Most salespeople understand the concept of the sales funnel. It works just like an ordinary funnel that you might use to transfer liquid from one container to another.
We all know that if you stop pouring the liquid into the top of the funnel, fluid stops coming out the bottom. We also know that if you try to pour too much in at one time, the funnel overflows and you lose some of it.
You’ll also lose liquid if the funnel leaks. If you have blockages in your funnel, the flow may stop or back up, causing an overflow situation.
So how does this work for sales? Simple. If you stop putting potential sales opportunities into the top of the funnel, closed sales stop coming out of the bottom.
If you try to put too many sales opportunities in at the same time, the sales funnel overflows and you lose some potential sales. This can happen after a trade show where you simply have too many leads to follow up in a timely manner.
You’ll also lose sales if your sales funnel leaks. Leaks are simply lost sales that probably weren’t going to happen in the first place.
A blockage in your sales funnel could be something as simple as the inability to get a proposal or quote out in a timely manner, the inability to deliver by a specific date, or indecision on the part of someone in your organization.
Clogging Up the Funnel
By far the most common blockage that clogs up the sales funnel is an overabundance of non-sales opportunities that are eating up the salesperson’s time. It’s this problem we want to explore in more detail and provide a quick-and-easy solution to removing or minimizing this blockage.
Why Blockages Occurs
A lot of salespeople feel they are doing their job if they keep their sales funnel full to capacity. Not true. Your job as a sales professional is to not just keep your sales funnel full, but to keep it full of “real” opportunities and not “wished/hoped-for” sales.
Overly optimistic salespeople will dump almost any potential opportunity into their sales funnel just as long as the prospect is breathing. Just because someone is breathing doesn’t mean they’re a live prospect; it just means they’re alive period! Unfortunately, your sales funnel can get clogged up with too many non, or poor, opportunities and you spend your time spinning your sales wheels instead of focussing on business that you can close in a timely manner.
One way to minimize the sludge is to make sure that it doesn’t get into the funnel in the first place. It’s important to properly qualify the opportunity during the Probe part of the sales process. Sharp salespeople not only take the time to properly qualify opportunities but they take pains to disqualify those opportunities that can result in wasting their valuable selling time.
Separating the Wheat from the Chaff
Even the most efficient salespeople will find their sales funnel getting filled with sales sludge from time to time. You need to review what’s in the funnel and take the time to separate the good opportunities from the bad and clean it up so the funnel is flowing effectively again.
How often you decide to clean out your funnel will depend upon how many new or potential opportunities are added each month.
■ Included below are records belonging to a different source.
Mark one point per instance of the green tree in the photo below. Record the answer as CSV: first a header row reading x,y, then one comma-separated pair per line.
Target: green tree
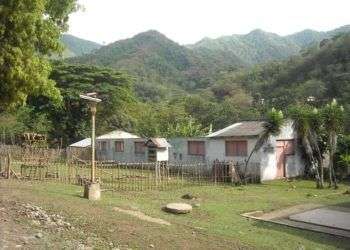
x,y
29,31
333,115
272,126
308,123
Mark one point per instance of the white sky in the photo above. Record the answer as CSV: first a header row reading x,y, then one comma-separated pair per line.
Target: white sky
x,y
187,21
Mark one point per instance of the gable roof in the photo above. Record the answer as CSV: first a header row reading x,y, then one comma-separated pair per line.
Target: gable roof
x,y
158,142
117,134
82,144
246,128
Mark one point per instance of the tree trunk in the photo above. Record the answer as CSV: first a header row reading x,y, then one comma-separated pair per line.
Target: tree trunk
x,y
246,164
309,153
332,149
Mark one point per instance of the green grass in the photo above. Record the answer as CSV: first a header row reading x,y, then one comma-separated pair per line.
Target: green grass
x,y
218,214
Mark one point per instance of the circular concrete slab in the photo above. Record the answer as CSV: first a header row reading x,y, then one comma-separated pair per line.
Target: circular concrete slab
x,y
178,208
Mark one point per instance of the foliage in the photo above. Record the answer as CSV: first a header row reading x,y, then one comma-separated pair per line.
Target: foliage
x,y
75,46
272,127
29,30
72,118
308,123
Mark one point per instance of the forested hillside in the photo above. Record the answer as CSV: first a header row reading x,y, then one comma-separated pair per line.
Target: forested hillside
x,y
156,62
75,46
170,90
259,46
322,71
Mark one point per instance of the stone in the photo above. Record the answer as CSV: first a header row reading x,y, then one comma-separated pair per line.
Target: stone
x,y
39,235
188,197
178,208
35,223
92,191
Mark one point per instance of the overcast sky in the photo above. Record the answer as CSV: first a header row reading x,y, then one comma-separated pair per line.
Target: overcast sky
x,y
187,21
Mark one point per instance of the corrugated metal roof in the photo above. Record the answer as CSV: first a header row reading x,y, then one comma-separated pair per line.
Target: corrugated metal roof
x,y
117,134
246,128
159,142
82,144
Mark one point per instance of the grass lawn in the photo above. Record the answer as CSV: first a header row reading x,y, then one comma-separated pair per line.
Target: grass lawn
x,y
215,224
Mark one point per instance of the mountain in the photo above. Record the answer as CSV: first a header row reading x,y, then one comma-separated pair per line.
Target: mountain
x,y
152,58
159,64
255,47
75,46
259,46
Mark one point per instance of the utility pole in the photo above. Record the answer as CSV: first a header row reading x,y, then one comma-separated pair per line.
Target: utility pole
x,y
92,190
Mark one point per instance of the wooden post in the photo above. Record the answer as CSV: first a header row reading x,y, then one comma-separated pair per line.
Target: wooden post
x,y
93,119
8,170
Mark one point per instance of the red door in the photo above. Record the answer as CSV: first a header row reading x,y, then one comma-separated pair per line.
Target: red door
x,y
283,149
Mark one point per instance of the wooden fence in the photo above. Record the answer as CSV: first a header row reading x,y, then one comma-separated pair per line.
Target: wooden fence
x,y
53,165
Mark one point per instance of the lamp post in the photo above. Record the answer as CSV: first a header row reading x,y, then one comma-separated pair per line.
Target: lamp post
x,y
92,190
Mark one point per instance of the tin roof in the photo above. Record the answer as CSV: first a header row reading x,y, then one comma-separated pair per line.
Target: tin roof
x,y
117,134
246,128
158,142
82,144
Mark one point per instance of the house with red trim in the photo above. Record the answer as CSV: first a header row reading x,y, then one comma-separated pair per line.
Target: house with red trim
x,y
279,157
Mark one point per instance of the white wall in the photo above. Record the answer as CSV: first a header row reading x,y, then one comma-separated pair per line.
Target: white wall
x,y
179,150
127,156
294,163
162,154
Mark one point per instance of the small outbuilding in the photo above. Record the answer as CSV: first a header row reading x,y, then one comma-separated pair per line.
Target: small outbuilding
x,y
120,146
80,150
157,149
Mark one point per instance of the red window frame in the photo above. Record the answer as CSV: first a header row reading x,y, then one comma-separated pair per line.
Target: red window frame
x,y
139,147
196,148
119,146
236,148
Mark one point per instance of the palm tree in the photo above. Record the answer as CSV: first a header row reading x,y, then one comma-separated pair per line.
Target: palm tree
x,y
333,115
271,126
307,123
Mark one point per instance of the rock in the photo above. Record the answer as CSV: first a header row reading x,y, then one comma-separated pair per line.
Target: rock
x,y
39,235
35,223
188,197
178,208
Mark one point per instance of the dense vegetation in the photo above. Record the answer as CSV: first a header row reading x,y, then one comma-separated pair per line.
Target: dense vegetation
x,y
29,32
259,46
75,46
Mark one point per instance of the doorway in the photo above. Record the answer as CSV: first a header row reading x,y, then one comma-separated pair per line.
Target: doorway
x,y
284,148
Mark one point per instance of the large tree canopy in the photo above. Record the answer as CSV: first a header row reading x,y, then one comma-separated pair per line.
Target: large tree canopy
x,y
29,31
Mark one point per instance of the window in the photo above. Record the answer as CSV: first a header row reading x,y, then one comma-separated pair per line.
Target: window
x,y
103,146
139,147
236,148
119,146
196,148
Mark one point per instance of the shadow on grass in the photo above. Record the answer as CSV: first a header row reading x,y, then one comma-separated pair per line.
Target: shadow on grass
x,y
317,237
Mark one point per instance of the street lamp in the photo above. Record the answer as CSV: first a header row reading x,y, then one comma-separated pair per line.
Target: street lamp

As a minimum, you should probably be cleaning up your funnel once a quarter, or even monthly, if you’re doing the type of selling that generates a lot of potential opportunities.
Here is a relatively simple tool that will help you decide whether an opportunity is worth keeping in the funnel or not, and if it is worth keeping, what priority you should assign to it. This method allows you to quickly assign a percent chance of closing the sale to each of your opportunities.
Once you’ve assigned a percent chance of getting the sale to your opportunities, all you have to do is rank them in order to determine which opportunities you should be working on and which one you should let die a natural death.
All you need to do is look at each of your opportunities and check off the questions in four categories — price information, degree of urgency, funds approval, and competitive edge.
10% Prospect has written quote or price information.
5% Prospect has verbal quote or informal pricing information.
0% Not quoted as yet.
Degree of Urgency
30% High degree of urgency. Prospect must buy something now.
20% Medium degree of urgency. Prospect should buy now.
10% Some degree of urgency. Prospect may decide to buy now.
0% No/low degree of urgency. Prospect doesn’t need to buy now.
30% Opportunity funded to or above our price.
20% High probability of funds approval.
10% Good probability of obtaining funds.
0% Funds not yet available and/or approved.
20% Sole source, no other competitors being considered.
10% Good rapport, preferred or favoured vendor.
5% Competitors still being seriously considered. Who & why?
0% Sale possible only with difficulty. Why?
You’ll note that, at best, you can only have a 90 percent chance of getting the business. That’s because a sale isn’t 100 percent until the product/service has been delivered, installed, completed, paid for, etc, and you’ve done a follow up to ensure the customer is satisfied.
Make It Work for You
Of course this system isn’t a “one-size-fits-all” solution to the problem of sludge removal but it can be changed and modified to fit most sales situations. Take the time to make it fit yours and keep the sales flowing.
Both you and your sales manager will be delighted you did.